To take data augmentation to the next level, we are developing frameworks for mixing real data with virtual objects. For instance, in autonomous driving and active safety systems, the use of data augmentation makes it possible to efficiently populate captured training data sets with complex traffic scenarios. This includes scenarios, locations, or rare events not easily and safely captured in real footage. The augmentation needs to determine which features that are relevant for learning to control the trade-off between rendering complexity and achieved performance.
Spatio-temporal prediction is a central task in many domains, e.g., epidemiology, weather forecasting, climatology, and transportation systems, usually addressed by either data-driven methods or sophisticated simulation models, both suffering from respective failure modes: Simulation is limited by the underlying (inevitably simplifying) assumptions, and machine learning degrades in boundary cases with scarce data or non-stationary data distributions.

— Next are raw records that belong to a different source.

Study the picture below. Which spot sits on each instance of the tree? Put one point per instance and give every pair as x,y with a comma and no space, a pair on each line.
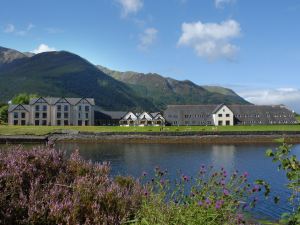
3,114
23,98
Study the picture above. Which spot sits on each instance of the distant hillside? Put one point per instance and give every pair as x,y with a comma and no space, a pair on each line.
66,74
163,91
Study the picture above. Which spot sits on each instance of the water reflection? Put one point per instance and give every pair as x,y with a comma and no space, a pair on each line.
223,156
133,159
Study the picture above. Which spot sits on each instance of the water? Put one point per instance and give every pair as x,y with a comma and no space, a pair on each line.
133,159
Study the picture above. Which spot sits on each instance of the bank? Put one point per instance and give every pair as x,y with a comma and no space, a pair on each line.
216,137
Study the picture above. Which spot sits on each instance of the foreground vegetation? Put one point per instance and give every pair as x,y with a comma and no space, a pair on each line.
44,130
43,186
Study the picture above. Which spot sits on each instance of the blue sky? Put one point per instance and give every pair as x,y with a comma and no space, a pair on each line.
249,46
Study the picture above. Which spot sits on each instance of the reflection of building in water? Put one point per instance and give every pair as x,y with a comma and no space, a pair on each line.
223,156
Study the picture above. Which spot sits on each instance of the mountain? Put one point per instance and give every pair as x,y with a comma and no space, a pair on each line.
66,74
163,91
9,55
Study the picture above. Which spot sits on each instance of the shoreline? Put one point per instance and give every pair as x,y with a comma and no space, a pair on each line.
157,137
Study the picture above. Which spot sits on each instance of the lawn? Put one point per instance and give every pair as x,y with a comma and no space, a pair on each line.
44,130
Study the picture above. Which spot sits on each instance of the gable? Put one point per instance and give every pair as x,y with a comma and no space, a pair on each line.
39,100
130,115
62,101
146,116
223,109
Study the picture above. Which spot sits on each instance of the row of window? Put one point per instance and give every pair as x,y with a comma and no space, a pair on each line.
60,107
195,116
23,122
16,115
58,115
221,115
267,115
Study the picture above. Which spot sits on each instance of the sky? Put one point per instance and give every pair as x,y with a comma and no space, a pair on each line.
251,47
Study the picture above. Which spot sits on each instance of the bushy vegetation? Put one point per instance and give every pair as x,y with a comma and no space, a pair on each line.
42,186
44,130
209,198
291,165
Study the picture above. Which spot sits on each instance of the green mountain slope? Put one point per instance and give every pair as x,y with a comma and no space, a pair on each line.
163,91
66,74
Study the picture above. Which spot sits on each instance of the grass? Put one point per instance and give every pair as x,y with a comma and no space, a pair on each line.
44,130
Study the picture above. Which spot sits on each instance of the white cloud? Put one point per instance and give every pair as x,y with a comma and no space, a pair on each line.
29,27
147,38
130,6
10,28
287,96
211,40
43,48
221,3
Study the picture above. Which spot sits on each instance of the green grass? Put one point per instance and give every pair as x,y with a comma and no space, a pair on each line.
43,130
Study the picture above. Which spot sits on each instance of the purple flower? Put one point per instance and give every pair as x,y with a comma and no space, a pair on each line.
222,182
225,192
207,201
218,204
185,178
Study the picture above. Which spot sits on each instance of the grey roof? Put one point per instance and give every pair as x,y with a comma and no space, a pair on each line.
13,107
206,109
114,114
244,114
217,108
54,100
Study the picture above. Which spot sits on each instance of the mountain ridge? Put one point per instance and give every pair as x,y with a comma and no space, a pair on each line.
62,73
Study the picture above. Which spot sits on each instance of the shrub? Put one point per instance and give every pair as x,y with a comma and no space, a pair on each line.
42,186
291,165
210,198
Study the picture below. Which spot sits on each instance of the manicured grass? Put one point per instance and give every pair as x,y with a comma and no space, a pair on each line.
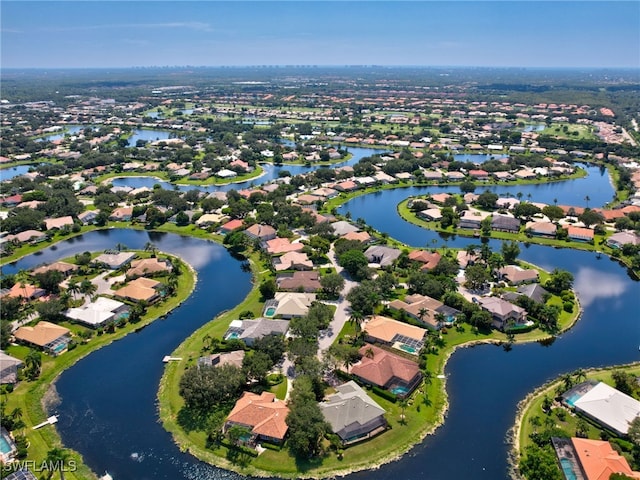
532,406
29,396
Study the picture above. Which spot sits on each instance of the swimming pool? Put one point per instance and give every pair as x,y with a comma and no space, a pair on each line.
400,390
567,468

We therefore aim at optimally integrating both approaches to achieve zero failure. In principle, the system will take both the real data and the simulator as inputs and learn a predictor end-to-end. This involves learning if and to what extent the different components can be trusted and if the integrated information is in itself insufficient for enabling accurate and robust predictions.
Key research challenges
To enable this leap forward, data from the physical world and the models from the virtual worlds need to be tightly integrated. This integration must consider spatial and temporal alignment, physical constraints, and incorporation of user-centric, external, or unmodeled factors.

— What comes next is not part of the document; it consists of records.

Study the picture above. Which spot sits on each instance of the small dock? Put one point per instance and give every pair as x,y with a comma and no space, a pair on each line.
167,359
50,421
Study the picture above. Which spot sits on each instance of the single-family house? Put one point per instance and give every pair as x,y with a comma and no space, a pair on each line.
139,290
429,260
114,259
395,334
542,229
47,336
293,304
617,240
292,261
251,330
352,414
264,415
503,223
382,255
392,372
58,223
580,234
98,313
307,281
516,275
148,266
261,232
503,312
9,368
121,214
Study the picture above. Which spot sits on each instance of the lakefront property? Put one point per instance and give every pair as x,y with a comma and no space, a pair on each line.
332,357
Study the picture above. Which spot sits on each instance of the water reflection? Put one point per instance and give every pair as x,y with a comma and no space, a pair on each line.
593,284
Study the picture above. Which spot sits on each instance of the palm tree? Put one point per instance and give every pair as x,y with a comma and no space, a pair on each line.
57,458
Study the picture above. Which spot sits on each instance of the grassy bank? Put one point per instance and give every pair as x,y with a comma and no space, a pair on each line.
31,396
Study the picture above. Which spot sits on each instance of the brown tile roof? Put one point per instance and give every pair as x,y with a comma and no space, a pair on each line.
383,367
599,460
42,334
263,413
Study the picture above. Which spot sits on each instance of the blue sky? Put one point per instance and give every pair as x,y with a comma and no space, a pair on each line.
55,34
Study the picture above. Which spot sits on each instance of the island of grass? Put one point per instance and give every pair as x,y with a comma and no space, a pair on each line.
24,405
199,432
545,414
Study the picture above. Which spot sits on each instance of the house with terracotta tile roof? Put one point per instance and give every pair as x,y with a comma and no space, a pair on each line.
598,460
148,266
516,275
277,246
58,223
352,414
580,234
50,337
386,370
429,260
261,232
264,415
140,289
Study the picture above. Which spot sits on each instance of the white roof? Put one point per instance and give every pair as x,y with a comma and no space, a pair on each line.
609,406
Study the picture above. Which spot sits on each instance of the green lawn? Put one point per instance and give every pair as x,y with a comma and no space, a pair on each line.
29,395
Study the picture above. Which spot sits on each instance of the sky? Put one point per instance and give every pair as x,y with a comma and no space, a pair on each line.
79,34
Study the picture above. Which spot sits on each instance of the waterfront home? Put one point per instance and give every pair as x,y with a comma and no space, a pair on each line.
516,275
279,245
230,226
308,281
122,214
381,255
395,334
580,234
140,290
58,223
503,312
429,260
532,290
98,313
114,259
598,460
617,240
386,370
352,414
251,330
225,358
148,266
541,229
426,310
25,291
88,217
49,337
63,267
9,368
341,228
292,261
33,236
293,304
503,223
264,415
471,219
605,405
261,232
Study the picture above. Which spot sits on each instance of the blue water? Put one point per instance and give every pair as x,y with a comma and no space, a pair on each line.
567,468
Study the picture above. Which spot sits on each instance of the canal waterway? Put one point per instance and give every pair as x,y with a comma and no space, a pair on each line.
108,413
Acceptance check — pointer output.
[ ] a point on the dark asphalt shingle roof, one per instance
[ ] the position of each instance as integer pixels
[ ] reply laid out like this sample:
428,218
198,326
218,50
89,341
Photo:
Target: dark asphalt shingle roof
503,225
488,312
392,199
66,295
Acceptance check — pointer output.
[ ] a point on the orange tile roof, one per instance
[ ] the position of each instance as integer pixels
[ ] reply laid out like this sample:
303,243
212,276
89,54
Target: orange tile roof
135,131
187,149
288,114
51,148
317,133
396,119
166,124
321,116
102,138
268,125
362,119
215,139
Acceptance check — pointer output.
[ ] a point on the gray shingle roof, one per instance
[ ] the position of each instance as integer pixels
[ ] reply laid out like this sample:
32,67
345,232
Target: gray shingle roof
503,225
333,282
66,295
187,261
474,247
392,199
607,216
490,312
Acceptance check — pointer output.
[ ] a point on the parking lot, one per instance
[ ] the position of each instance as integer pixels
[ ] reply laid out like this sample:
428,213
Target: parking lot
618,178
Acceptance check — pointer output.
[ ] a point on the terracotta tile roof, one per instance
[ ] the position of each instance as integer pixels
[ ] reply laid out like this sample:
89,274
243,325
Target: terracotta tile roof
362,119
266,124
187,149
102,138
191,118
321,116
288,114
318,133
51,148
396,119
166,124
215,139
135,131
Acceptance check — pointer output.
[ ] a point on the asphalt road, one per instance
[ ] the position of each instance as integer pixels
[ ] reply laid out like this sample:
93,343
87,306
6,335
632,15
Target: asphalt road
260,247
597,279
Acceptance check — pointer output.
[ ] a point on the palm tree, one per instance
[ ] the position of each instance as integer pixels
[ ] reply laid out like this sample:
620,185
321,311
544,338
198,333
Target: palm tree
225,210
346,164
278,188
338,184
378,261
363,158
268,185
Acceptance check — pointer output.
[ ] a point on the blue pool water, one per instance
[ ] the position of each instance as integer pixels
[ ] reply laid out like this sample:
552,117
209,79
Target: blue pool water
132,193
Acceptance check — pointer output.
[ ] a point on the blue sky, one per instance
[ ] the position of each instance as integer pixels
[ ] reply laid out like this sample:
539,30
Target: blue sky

This requires addressing a number of key challenges such as prediction over time, determination of context in complex, open, and dynamic environments, modeling of human interaction, and estimation of non-deterministic or indeterminable physical processes. The main multi-disciplinary scientific challenge is how to learn the entire alignment and integration process end-to-end under weak, user-centric supervision.
Sustainable development
A key challenge central to all research and development is how to meet UN’s Sustainable Development Goals (SDG). Our NEST relates to and has potential impact on several of the 17 SDGs.
- Hybrid modelling of weather systems can improve accuracy and reliability in the prediction of extreme weather events, related to SDG 13.1 on strengthening our resilience to climate-related hazards and natural disasters.
- The applications in hybrid modelling for traffic planning and road safety estimation relates to SDG 11.2 towards safe and sustainable transportation systems.
- The AR applications for “at home” visualization of furniture and living space optimization relates to SDG 11.3 and urbanization.
- With a foundation in the research within __main__, we are collaborating with climate researchers to develop AI-powered decision support systems to support SDG 13 by increasing knowledge about climate change and global warming, and by facilitating researchers and decision-makers with tools for visualization and analysis.